Nobody, of course plan for downtime. But problems are inevitable, and if you don’t have a plan to fix them immediately and automatically, you will lose revenue if your services go down. High availability helps you plan for worst-case scenarios.
What is high availability?
High availability (HA) is the practice of keeping all server downtime to a minimum, ideally to zero. It includes many techniques, such as auto-scaling, real-time monitoring, and automated blue / green update implementations.
The core concept is quite simple: one server is not a server. Two servers are one server. The more redundancy you plan, the higher the availability of your service. Your service should not be interrupted even if one of your components goes up in flames.
This can be achieved with something as simple as an auto-scaling group, which cloud services like AWS support very well. If a server has a problem, such as a sudden crash, the load balancer will detect that it is not responding. It can then direct traffic from the crashed server to the other servers in the cluster, and even start a new instance if it needs the capacity.
This redundant philosophy applies to all levels of your component hierarchy. For example, if you have a microservice to handle image processing of user-uploaded media, it wouldn̵
Sometimes you have to Guarantee availability for customers. If you guarantee 99.999% availability in a Service Level Agreement (SLA), this means that your service cannot be down for more than five minutes per year. This makes HA necessary for many large companies from the start.
For example, services like AWS S3 come with SLAs that guarantee 99.9999999% (nine 9 seconds) data redundancy. This basically means that all of your data is replicated in different regions, making it safe from everything except the giant meteor scenario affecting your data warehouse. Even then, with physical separation, it can be safe from small meteors, or at least safe from the much more realistic warehouse fire or power outage.
Components of good HA systems
What leads to a standstill? Barring force majeure, downtime is usually caused by human error or random failure.

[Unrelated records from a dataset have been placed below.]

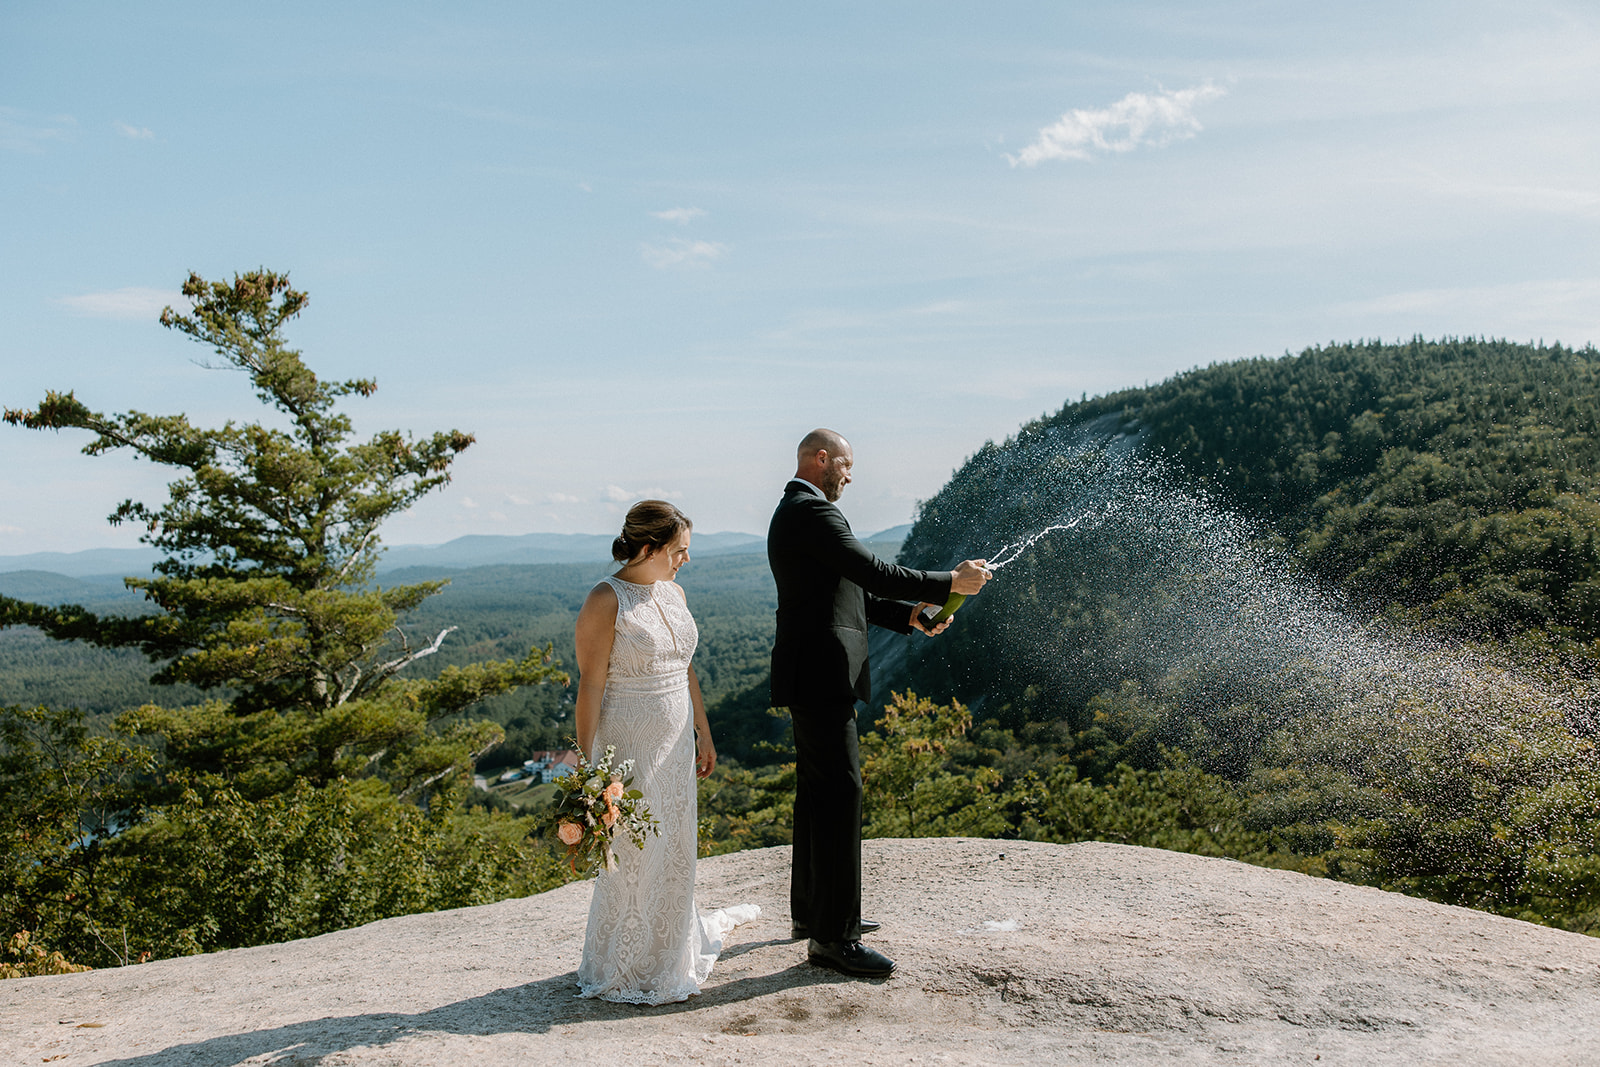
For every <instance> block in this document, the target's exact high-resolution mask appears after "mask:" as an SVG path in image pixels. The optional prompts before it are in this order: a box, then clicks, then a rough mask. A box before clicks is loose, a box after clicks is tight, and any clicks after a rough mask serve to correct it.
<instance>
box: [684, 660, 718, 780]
mask: <svg viewBox="0 0 1600 1067" xmlns="http://www.w3.org/2000/svg"><path fill="white" fill-rule="evenodd" d="M690 701H693V704H694V773H696V774H699V776H701V777H710V773H712V771H714V769H717V745H714V744H712V742H710V721H709V720H707V718H706V701H702V699H701V694H699V677H698V675H696V673H694V664H690Z"/></svg>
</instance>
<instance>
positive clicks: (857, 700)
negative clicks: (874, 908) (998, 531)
mask: <svg viewBox="0 0 1600 1067" xmlns="http://www.w3.org/2000/svg"><path fill="white" fill-rule="evenodd" d="M853 464H854V456H853V454H851V450H850V442H846V440H845V438H843V437H840V435H838V434H835V432H834V430H821V429H819V430H811V432H810V434H806V435H805V440H802V442H800V450H798V456H797V466H795V477H794V478H790V482H789V485H787V486H784V499H782V501H781V502H779V504H778V510H776V512H773V523H771V526H770V528H768V531H766V560H768V563H771V568H773V577H774V579H776V581H778V638H776V641H774V645H773V707H787V709H789V713H790V717H792V718H794V731H795V774H797V782H795V845H794V873H792V880H790V888H789V912H790V915H792V917H794V936H795V937H797V939H798V937H810V945H808V955H810V958H811V961H813V963H819V965H822V966H830V968H834V969H838V971H845V973H846V974H859V976H866V977H886V976H888V974H891V973H893V971H894V961H893V960H890V958H888V957H886V955H883V953H882V952H877V950H874V949H869V947H867V945H864V944H861V934H862V933H870V931H872V929H877V926H878V925H877V923H872V921H866V923H864V921H862V920H861V755H859V750H858V741H856V701H858V699H859V701H866V699H867V697H869V696H870V691H872V686H870V681H869V678H867V624H869V622H872V624H875V625H882V627H886V629H891V630H896V632H898V633H910V632H912V630H914V629H915V630H922V632H923V633H939V632H942V630H944V627H946V625H949V621H946V622H941V624H939V625H938V627H936V629H933V630H930V629H926V627H925V625H923V624H922V621H920V619H918V617H917V613H918V611H920V609H922V608H926V606H928V605H942V603H944V600H946V598H947V597H949V595H950V592H952V590H954V592H958V593H966V595H973V593H976V592H978V590H981V589H982V587H984V582H986V581H989V571H987V569H984V561H982V560H966V561H965V563H962V565H960V566H957V568H955V569H954V571H912V569H907V568H904V566H894V565H893V563H885V561H883V560H878V558H877V557H874V555H872V553H870V552H867V549H866V547H862V544H861V542H859V541H856V537H854V534H851V533H850V523H846V522H845V517H843V515H842V514H840V510H838V509H837V507H834V504H835V501H838V496H840V494H842V493H843V491H845V486H846V485H850V474H851V466H853Z"/></svg>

Random failures cannot really be planned, but they can be planned with redundant systems. They can also be caught as they happen with good surveillance systems that can alert you to problems in your network.
Human errors can be planned. First of all, by minimizing the number of errors with careful testing environments. But everyone makes mistakes, even big companies, so you need to have a plan in place in case mistakes do occur.
Automatic scalability and redundancy
Auto-scaling is the process of automatically scaling the number of servers you have, usually during the day, to accommodate peak loads, but also in high stress situations.
One of the main ways services go down is the “hug of death” when thousands of users flock to the site or otherwise spike traffic. Without auto-scaling you are screwed up, because you can no longer boot servers and have to wait for the load to decrease or manually start a new instance to meet the demand.
Autoscaling means you will never really have to deal with this problem (although you will have to pay for the extra server time you need). This is part of the reason why services like serverless databases and AWS Lambda Functions are so great – they scale extremely well out of the box.
However, it goes beyond just automatically scaling your primary servers – if you have other components or services on your network, they should be scalable too. For example, you may need to start up additional web servers to meet the traffic needs, but if your database server is overwhelmed, you will also have a problem.
If you’d like to learn more, read our article on getting started with AWS autoscaling.
RELATED: Get started with AWS autoscaling
Monitoring includes real-time keeping of logs and statistics about your services. Doing this automatically with automatic alarms can alert you to problems in your network as they occur rather than after they affect users.
For example, you can set an alarm to go off when your server reaches 90% memory usage, which could indicate a memory leak or a problem with an overloaded application.
You can then configure this alarm to tell your auto-scaling group to add another instance or replace the current instance with a new one.
Automated blue / green updates
The most common error scenario is a failed update, when your code changes and breaks an unforeseen part of your application. This can be planned with blue / green deployments.
A blue / green implementation is a slow, gradual process where your code changes are implemented in stages rather than all at once. Imagine that you have 10 servers running the same piece of software behind a load balancer.
A normal implementation can update all of them immediately when new changes are pushed, or at least update them one at a time to avoid downtime.
A blue / green implementation would instead boot an 11th server in your auto-scaling group and install the new code changes. Once it was “green”, or accepted requests and ready to use, it would immediately replace one of the existing “blue” servers in your group. Then you would flush and repeat for every server in the cluster. Even if you only had one server, this update method would result in no downtime
Better yet, you can immediately roll back the changes to the blue servers if problems are detected with your surveillance systems and alarms. This means that even a completely failed update will not shut down your service for more than a few minutes, ideally not at all if you have multiple servers and can implement the update slowly. Blue / Green deployments can be configured so that only 10% of your servers are updated every five minutes, for example by rolling out the update slowly over the hour.